JOHN LENNON - 50TH ANNIVERSARY EDITION
27/08/2024
Mind Games as a song has taken 50 years to grow on me. 50 years! When as an 11 year old I started listening to the radio John & Yoko’ Happy Xmas was all over it. I loved it.
Mind Games was John Lennon’s next single and it was too weird. The sound. Then these lyrics about Mind Guerrillas and Druid dudes. Far out man but not my favourite Lennon song even when as a 15 year old I became obsessed by him and his old band.
The album Mind Games was the first Lennon album that I bought and it was fine… after that title track. What most intrigued a teenager starting to make sense of the world was his silent track Nutopian National Anthem.
As an 18 year old I was secretary of the Ballymena Academy Debating Society and in a Balloon Debate I tried to save my place in that metaphorical balloon by arguing the power of said Nutopia. My argument sadly was as empty as a few seconds of silence on record and I was well and truly chucked out of that balloon.
All of this has come back to me as the Lennon Estate drop the 50th Anniversary Edition of Mind Games. 6 CDs and 2 Blu-Rays of out takes and fascinating remixes.
As a friend said, “bottom line the songs aren’t strong. Not sure any amount of polish will shift that”. It was hard to disagree. But then I listened.
The Raw Studio mixes and the out takes gave the songs a new perspective. The Ultimate mixes, or the new mixes of the original, reminded me that apart from Mind Games I loved the original album back in my teens. Out of The Blue and One Day At A Time are beautiful love songs. Most of this record is.
We shouldn’t be surprised at that. Yoko was Lennon’s muse since 1968. Plastic Ono Band and Imagine had their own love to Yoko songs and 7 years later Lennon’s last work would be love songs. It wasn’t just his mate Paul who sand about Silly Love Songs.
Elsewhere Lennon seems to have out his trust in humanity. Bring On The Lucie (Freeda Peeple) and Only People are more generalised protest than the naive and often times mistaken characters he was singing about on Sometimes In New York City.
Back around to that title track.
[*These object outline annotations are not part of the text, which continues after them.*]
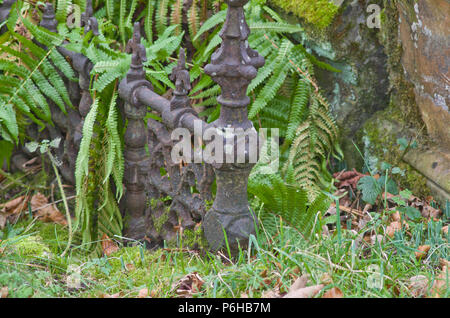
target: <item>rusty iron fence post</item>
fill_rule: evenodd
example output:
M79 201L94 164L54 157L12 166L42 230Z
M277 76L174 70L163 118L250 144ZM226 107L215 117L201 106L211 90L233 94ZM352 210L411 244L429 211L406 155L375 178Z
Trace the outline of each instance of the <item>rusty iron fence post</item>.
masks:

Sinead O’Connor’s version had already opened up its possibilities but now with a more mature ear and the Sean Lennon mix from the Gimme Some Truth compilation I have come to quite love it. I’d even dare to say that it sits up there with Imagine in it’s peace on earth, faith in the future and love is the answer.
So, no Mind Games is not the album that Imagine is but neither should it be dismissed. Sean Lennon is giving his dad's work real refreshment. I think 6 CDs might be too many. I went for the double CD. Whatever these mixes are giving us all reason to reassess.